No Logo: Taking Aim at the Brand Bullies

June 13, 2009

Labor, Publication Reviews, Youth

Naomi Klein
Vintage Canada (2000)
Reviewed by Gary Marshall
Reprinted with Permission from Spike Magazine

 

 

After reading No Logo, you may feel that Bill Hicks was understating things a little: by the end of the first chapter you’ll be en route to the nearest McDonalds with a crate of Molotov cocktails.

No Logo is a book about brands, which means it’s a book about popular culture – Golden Arches, the Nike “swoosh”, Tommy Hilfiger jackets and Starbucks coffee. It’s about the television you watch and the newspapers you read, the theme parks you visit and the films you go to see. It’s about magazines and rock music, universities and the Internet. In short, it’s a book about everyday reality – or, rather, what lies behind it.
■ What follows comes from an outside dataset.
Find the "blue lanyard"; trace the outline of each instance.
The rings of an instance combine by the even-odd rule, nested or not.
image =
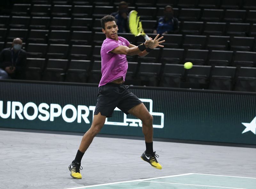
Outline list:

The connection between brands and corporate irresponsibility has been highlighted before – Nike’s links with third world exploitation are well documented – but No Logo digs much deeper. In an attempt to describe the rise of anti-corporatism and “culture jamming”, Klein covers issues as diverse as labour rights, censorship and education, and how the rise of the brands has affected them. The resulting book is likely to disturb even the most hardened of cynics.

Klein presents a powerful argument that global brands have resulted in the exploitation of third world workers, increased domestic unemployment, reduced domestic wages, and the continual erosion of workers’ rights. One executive responds to calls for a “living wage” by saying, apparently without irony, “while the concept is romantically appealing, it ignores the practicalities and realities of our business environment”. When two McDonalds employees successfully win the right to union recognition – almost unheard of in the fast food industry – the company simply shuts down the branch.

Through advertising, companies encourage people to buy products that act as advertisements for the brand itself, turning a nation into what one executive gleefully describes as “walking billboards”. Levi’s repaints an entire street to promote its Silver Tab jeans, footwear companies become synonymous with sporting achievement, and beer companies co-opt music festivals to promote their products.

Where No Logo surprises is when it describes the less obvious, and arguably less ethical, forms of brand promotion. According to Klein, companies such as Tommy Hilfiger use black ghettos as seedbeds for their brands, recognising the white middle-class fetish for black urban culture and employing local youths to “talk up” products to their peers. A similar technique was used by the Daewoo car company, which paid students to drive its cars and enthuse about them at every opportunity in an all too real echo of The Truman Show. If you spend any time on the Internet, you’ll see entertainment companies doing the same thing on message boards and newsgroups.

Klein doesn’t need to lecture you about the increasing ubiquity of sales messages – she lets the facts speak for themselves as she describes universities where Coca-Cola is “the official soft drink”, schools where the mega-brands have their logos on textbooks and toilet cubicles, and university departments wholly reliant on corporate sponsorship.

Another key area Klein highlights is the increasingly incestuous corporate world, where the same companies own television stations, record companies and newspapers. This “corporate synergy” has an effect on politics. Klein recounts how journalists are expected to give certain politicians an easy ride if those politicians are responsible for handing out valuable broadcasting licences to a newspaper’s parent company – a tradition that’s also well-established in the UK.

The closing chapters of No Logo investigate the growing number of protests against globalisation, of which the Seattle Riots of late 1999 and the current anti-GM food campaigns have been the most visible. Although both events occurred after the book’s completion, they help to reinforce Klein’s conclusion that the rise of global brands and increasing consumer awareness is leading to a growing backlash.

No Logo is a powerful read. And if you have even the slightest interest in popular culture, it’s an essential one.